|by Jason Steele|
Hardly a post I write about reward cards fails to mention the Starwood Amex Card. For my purposes, it is simply the best reward card out there. The Starpoints you receive are the most valuable and flexible points in the business, transferable to dozens of airlines or redeemable at any Starwood property with no blackouts or capacity controls.

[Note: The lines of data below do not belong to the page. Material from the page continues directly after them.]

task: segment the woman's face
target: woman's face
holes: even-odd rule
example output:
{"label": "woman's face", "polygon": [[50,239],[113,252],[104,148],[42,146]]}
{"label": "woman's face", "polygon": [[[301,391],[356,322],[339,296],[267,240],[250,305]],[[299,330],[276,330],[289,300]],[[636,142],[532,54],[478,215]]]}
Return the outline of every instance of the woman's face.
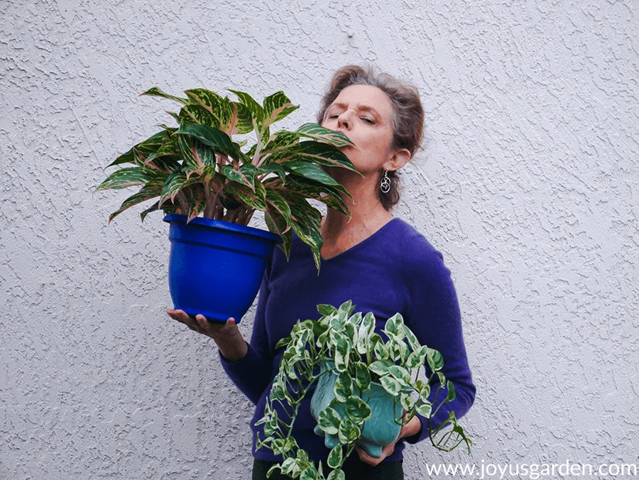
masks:
{"label": "woman's face", "polygon": [[[393,138],[392,108],[390,99],[377,87],[350,85],[339,92],[324,114],[322,126],[342,132],[355,144],[340,150],[365,177],[374,176],[368,174],[379,173],[382,168],[390,169],[386,162]],[[334,177],[338,170],[346,172],[339,167],[326,168]]]}

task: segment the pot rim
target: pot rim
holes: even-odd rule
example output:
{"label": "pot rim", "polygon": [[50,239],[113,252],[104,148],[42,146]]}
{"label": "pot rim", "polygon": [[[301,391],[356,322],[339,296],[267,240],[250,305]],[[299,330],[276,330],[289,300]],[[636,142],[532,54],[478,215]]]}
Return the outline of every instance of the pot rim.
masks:
{"label": "pot rim", "polygon": [[175,222],[184,224],[186,226],[190,226],[191,225],[191,224],[195,224],[196,225],[200,225],[202,227],[206,227],[209,228],[219,229],[222,230],[234,231],[236,233],[244,234],[246,235],[253,235],[253,236],[259,236],[266,240],[273,241],[275,244],[281,244],[284,241],[282,239],[282,237],[276,234],[273,234],[268,230],[256,229],[255,227],[248,227],[247,225],[234,224],[231,222],[226,222],[224,220],[216,220],[215,219],[205,218],[204,217],[196,217],[192,219],[191,221],[187,224],[187,219],[188,219],[188,217],[187,215],[182,215],[177,213],[170,213],[165,215],[164,218],[162,219],[162,220],[163,222],[166,222],[169,224],[171,222]]}

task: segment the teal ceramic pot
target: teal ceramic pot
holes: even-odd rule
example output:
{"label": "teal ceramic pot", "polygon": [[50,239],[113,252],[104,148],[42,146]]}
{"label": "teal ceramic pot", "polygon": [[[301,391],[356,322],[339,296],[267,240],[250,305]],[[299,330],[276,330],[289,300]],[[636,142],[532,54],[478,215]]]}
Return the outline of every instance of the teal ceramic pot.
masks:
{"label": "teal ceramic pot", "polygon": [[[329,369],[333,368],[332,361],[329,363],[328,366]],[[322,371],[325,371],[323,366]],[[317,381],[317,386],[310,404],[311,415],[315,421],[320,416],[320,412],[327,407],[335,398],[335,383],[337,381],[338,375],[336,371],[323,373]],[[393,443],[399,437],[402,427],[395,423],[395,419],[398,422],[401,422],[404,409],[398,402],[393,412],[394,397],[376,382],[371,383],[370,390],[360,395],[359,391],[354,387],[354,380],[353,390],[353,394],[361,398],[372,410],[371,418],[364,423],[361,437],[355,442],[355,444],[364,449],[371,457],[379,458],[381,457],[382,447]],[[340,417],[346,417],[343,408],[336,408],[336,410]],[[337,435],[327,435],[320,428],[320,425],[315,425],[314,432],[324,437],[324,444],[328,448],[333,448],[339,444]]]}

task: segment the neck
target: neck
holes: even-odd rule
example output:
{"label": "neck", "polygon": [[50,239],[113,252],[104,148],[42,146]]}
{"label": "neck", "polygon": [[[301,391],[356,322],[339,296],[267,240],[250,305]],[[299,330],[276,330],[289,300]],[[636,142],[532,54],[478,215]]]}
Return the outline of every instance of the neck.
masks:
{"label": "neck", "polygon": [[370,182],[340,180],[339,182],[353,195],[352,199],[346,194],[342,195],[351,217],[328,207],[322,223],[322,239],[324,243],[334,243],[344,234],[376,230],[381,222],[392,218]]}

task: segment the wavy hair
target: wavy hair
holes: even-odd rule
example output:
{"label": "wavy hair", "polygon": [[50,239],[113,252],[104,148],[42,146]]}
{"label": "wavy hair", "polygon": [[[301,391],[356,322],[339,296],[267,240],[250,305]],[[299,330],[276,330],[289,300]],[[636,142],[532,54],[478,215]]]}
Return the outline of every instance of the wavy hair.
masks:
{"label": "wavy hair", "polygon": [[[348,65],[337,70],[330,80],[328,88],[320,102],[317,121],[322,124],[327,109],[337,98],[339,92],[350,85],[372,85],[386,93],[393,104],[390,119],[393,138],[390,149],[406,148],[410,159],[415,153],[423,150],[421,146],[424,136],[424,109],[416,87],[388,73],[376,72],[373,66],[361,67]],[[388,171],[390,190],[384,193],[378,190],[379,198],[386,211],[390,212],[400,200],[399,173]],[[378,185],[381,182],[383,170],[380,170]]]}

Had Starwood asked me what changes I would have liked to have seen, I would have said “none”. Unfortunately, that is not how the world works. Starwood will be increasing it’s annual fee from $45 a year to $65, starting with all renewals after October. They will also be eliminating the the 50% off coupons. Those coupons were really of questionable value since the 50% off only applied to the rack rates, which nobody pays anyways. Nevertheless, I once saw value in using it when 50% off the rack rate was somewhat lower than their available discount at a a pricey resort. Other changes include an automatic 5 stay credit towards premium status with Starwood, as well as your third night free at Sheratons with two paid nights.
What Do I Think
This card works for me on so many levels, so I will still pay the annual fee, albeit reluctantly. As I normally do, I am sure I will call and ask for the fee to be waived or for them to throw me some Starpoints for being such a good customer. Sometimes they do and sometimes they don’t. I am not really excited about the 5 stay credit towards status. I simply don’t purchase hotel rooms that much, yet I still receive status by hitting the $30,000 annual spending mark (partial thanks to the US Mint, if you know what I mean).
As for the Sheraton freebie, I might could see using that, it all depends on if there are any restrictions. If there do not allow it with discounts and promotions, it will be even less useful than the 50% off coupons were.
Who Should Cancel Starwood
As the annual fee rises, the card will appeal to a smaller and smaller group. The first people who should be particularly concerned are those who are not big spenders. If you value Starpoints at 4 cents each, then you will need to spend $1625 just to break even on your annual fee. If you value them at 3 cents each, you are looking at $2,167 to break even. What you really have to do is compare it to is the other available reward cards without an annual fee. So really you are looking at a baseline of a 1% reward card, although some can give you cash back rewards closer to 2%. Either way, the Starwood Amex still comes out ahead if you are spending more than $5,000 a year, regardless of how you value your rewards. Nevertheless, people who don’t meet those numbers, and people who don’t normally visit a lot of Starwood properties, should probably be considering other cards.